We presented a Bayesian optimisation method capable of inferring the parameters of large-scale biophysical models (LSBMs) from imaging data. Using this method to optimise simultaneously five parameters, affecting both structural and functional aspects in delay-networks of 68 Wilson-Cowan oscillators, we were able to achieve the highest levels of expected correspondence with real resting-state MEG data across frequency bands, given the simulation time-lengths (see figures 8 and 5). Our results also suggest that inter-hemispheric anatomical connectivity, as estimated from diffusion tractography, may be underestimated by a factor 2 to 3, depending on the seeding and normalisation methods used. Furthermore, looking at region-wise correspondence in our best simulated results, we find systematically lower correlations in the frontal lobe, which indicates that further modelling work is required particularly in this area, perhaps in agreement with the work presented in [10]. Altogether, these results suggest that Gaussian-Process Surrogate Optimisation (GPSO) is an efficient and effective method for exploring the capabilities of LSBMs.

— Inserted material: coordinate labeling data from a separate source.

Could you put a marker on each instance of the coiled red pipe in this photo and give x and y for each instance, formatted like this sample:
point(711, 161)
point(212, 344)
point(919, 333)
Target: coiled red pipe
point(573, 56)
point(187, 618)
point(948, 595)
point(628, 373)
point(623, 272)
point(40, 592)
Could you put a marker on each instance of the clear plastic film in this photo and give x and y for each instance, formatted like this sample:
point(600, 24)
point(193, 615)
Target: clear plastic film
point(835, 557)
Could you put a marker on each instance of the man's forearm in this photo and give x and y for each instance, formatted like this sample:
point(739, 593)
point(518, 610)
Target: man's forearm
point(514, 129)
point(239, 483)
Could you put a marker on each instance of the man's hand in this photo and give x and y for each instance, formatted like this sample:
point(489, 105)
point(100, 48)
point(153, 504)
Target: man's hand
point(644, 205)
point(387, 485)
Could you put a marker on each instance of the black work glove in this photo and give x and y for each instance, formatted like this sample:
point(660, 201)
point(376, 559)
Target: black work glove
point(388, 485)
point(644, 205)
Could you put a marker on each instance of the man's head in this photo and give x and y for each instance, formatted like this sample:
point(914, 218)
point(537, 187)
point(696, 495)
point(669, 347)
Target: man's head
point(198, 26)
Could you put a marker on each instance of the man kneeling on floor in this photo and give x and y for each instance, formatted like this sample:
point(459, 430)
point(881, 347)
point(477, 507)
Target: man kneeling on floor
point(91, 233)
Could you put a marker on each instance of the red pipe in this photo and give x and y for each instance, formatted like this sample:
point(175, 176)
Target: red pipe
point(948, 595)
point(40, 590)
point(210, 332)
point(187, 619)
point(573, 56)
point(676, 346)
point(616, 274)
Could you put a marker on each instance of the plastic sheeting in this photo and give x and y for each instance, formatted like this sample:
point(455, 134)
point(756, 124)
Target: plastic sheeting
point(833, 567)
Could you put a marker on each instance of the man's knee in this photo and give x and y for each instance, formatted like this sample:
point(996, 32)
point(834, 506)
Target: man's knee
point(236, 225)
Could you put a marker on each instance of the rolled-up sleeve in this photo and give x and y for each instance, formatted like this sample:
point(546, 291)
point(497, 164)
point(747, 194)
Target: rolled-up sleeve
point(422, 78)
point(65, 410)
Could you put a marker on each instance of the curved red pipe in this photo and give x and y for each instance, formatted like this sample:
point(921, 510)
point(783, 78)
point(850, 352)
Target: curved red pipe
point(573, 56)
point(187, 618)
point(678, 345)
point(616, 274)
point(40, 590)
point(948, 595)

It enables the exploration of high-dimensional parameter spaces (compared with the current state-of-the-art), which offers unprecedented insights into the relationship between structure and function in biophysical models of brain activity.

## 5. Acknowledgements

We would like to thank Matthew Brookes and his group for providing us with the MEG resting-state dataset of 28 healthy subjects. This data was collected as part of the Multi-modal Imaging Study in Psychosis (MISP) funded by grant MR/J01186X/1, and collected by Sian Robson and Emma Hall.

The Wellcome Centre for Integrative Neuroimaging is supported by core funding from the Wellcome Trust (203139/Z/16/Z).

J.H. is funded by the Oxford-Radcliffe DTC EPSRC Graduate Scholarship at University College, Oxford (EP/F500394/1). S.N.S. was supported in part by EPSRC (EP/L023067/1). M.W.W.’s research is supported by the NIHR Oxford Health Biomedical Research Centre, by the Wellcome Trust (106183/Z/14/Z), and the MRC UK MEG Partnership Grant (MR/K005464/1). S.J. is supported by the MRC UK (MR/L009013/1).

## Footnotes

Contact: jhadida{at}fmrib.ox.ac.uk,

↵1 For a GP with Gaussian likelihood kernel, the upper bound of a

*p*% confidence interval on the expected value corresponds to*ς*= erfc^{−1}(*p*/100), where erfc is the complementary Gauss error function.↵2 Such delays are caused mainly by axonal conduction and synaptic transmission, both highly dependent on temperature, and range from hundreds of micro-seconds to tens of milliseconds at long-range [34].

↵3 The terms can be found at https://www.gnu.org/licenses/agpl-3.0. Briefly, any use of the code is permitted, without warranty, provided that copyrights are retained, and that any modification is made freely available under the same terms.

↵4 This link will be inactive until acceptance.

↵5 We know it is a fixed-point because we only choose inputs below oscillatory threshold (see Tab. 2).